Bu yaptıklarının yanına kar kalmayacağını ve bedelini ödeyeceğini söyleyen yetkililer, uluslararası camianın kınama kararlarının yaptırıma dönüşmeyeceğini iyi bilmektedirler. Nitekim Rachel Corrie gibi kendi vatandaşlarının hunharca katlinin ardından bile İsrail'e herhangi bir yaptırım uygulamayan ülkelerden bu olayda duyarlı olacaklarını beklemek beyhudedir. Ayrıca Cumartesi gecesi Siyonist Haydut Devlet'in Deniz Kuvvetleri tarafından taciz edilmeye başlayan yardım filosunun yanına gitmek ve Uluslar arası Deniz Hukukuna göre Türkiye toprağı kabul edilen Mavi Marmara gemisini korumak için TSK'nın Akdeniz'de devriye görevi yapan "Çağrı Gurubu Filosu"nun saldırıyı önlemek amacıyla ilgili mahalle niçin yönlendirilmediği veya yönlendirilemediği açıklanmalıdır. Bu hususun sorumlusu da 30 Mayıs Pazar sabahı devlet birimlerinin temsilcileriyle Acil Kriz Değerlendirmesi yapan Başbakanvekili Bülent Arınç'tır.

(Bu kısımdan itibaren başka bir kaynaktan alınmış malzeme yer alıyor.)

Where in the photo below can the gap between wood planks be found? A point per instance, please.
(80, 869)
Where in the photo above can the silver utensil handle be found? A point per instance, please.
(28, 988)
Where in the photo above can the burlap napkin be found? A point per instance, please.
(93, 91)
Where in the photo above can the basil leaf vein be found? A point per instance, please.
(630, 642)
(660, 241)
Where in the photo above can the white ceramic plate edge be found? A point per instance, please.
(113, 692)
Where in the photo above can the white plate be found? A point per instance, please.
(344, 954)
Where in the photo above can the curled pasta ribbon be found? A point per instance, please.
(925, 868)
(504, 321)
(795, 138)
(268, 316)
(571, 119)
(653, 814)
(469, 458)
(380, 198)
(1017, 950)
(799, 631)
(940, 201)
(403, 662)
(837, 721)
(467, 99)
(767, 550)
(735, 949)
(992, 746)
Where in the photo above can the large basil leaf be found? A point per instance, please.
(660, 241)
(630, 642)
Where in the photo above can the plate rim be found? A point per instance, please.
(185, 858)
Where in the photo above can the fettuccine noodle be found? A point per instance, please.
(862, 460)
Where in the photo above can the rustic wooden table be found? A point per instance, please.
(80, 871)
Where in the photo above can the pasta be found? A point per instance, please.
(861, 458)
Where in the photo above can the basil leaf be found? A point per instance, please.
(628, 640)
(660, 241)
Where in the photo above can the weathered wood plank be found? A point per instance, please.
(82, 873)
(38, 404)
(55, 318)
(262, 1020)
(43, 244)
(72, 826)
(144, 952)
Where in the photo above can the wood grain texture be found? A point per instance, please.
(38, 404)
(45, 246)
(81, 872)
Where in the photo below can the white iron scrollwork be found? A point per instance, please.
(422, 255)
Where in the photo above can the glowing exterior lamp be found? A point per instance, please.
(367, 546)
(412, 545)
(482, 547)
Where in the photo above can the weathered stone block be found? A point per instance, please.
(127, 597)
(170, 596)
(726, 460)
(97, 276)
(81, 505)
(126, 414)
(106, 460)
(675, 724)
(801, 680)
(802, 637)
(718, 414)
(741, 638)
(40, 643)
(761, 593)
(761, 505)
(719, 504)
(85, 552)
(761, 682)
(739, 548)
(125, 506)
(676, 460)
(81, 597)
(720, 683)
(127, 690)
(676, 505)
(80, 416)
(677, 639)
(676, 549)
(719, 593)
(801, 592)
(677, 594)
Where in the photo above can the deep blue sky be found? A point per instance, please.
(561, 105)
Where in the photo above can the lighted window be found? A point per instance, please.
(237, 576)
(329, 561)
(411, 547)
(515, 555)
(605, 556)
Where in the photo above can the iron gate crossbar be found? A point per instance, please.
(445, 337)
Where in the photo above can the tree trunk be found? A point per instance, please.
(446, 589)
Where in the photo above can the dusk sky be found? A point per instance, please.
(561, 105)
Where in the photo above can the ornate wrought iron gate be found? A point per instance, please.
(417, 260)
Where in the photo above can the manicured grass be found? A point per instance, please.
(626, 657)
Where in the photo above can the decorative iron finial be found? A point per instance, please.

Başbakan ve hükümet, bundan sonra ABD, BM ve uluslar arası camia nezdinde elde etmeyi beklediği desteği bulamazsa, İsrail'e yönelik ne tür yaptırımlar uygulayacağını, bunların nasıl hayata geçirileceğini açıklamak ve bu konuda somut adımlar atmak durumundadırlar. Hükümetin uluslararası camiadan somut adımlar beklemesi örneğinde olduğu gibi bizler de hükümetten somut, sonuç alıcı, mağduriyetleri giderici, ambargonun kaldırılması ve yardımların yerine ulaştırılmasını içeren hedefe matuf adımlar bekliyoruz.

Uluslar arası sularda kendi gemilerine hunharca saldıran Siyonist korsanlara olaylar esnasında gerekli müdahaleleri yap(a)mayan Türkiye devletinin elinde, hâlihazırda atması gerekip de atmadığı pek çok adım bulunmaktadır. Bu anlamda İsrail'le 28 Şubat sürecinde gerçekleştirilen ve halen geçerliliklerini koruyan Ticari ve Askeri Stratejik İşbirliği konseptine derhal son verilmeli; askeri teçhizatların modernizasyonu antlaşmaları yırtılıp atılmalı, İsrail'le ilişkiler tüm alanlarda ilelebet sona erdirilmelidir.

Ayrıca bundan sonraki konuyla ilgili uluslar arası resmi toplantılarda korsanlığa dayanan hukuksuz Gazze ambargosunun yaptırımlı bir şekilde lağvedilmesi için karar süreci başlatılmalıdır. İnsani yardım kuruluşları ve tüm Filistin dostları olarak da tanımadığımız Gazze ambargosunu geçmek için hazırlıklara başlanmalıdır.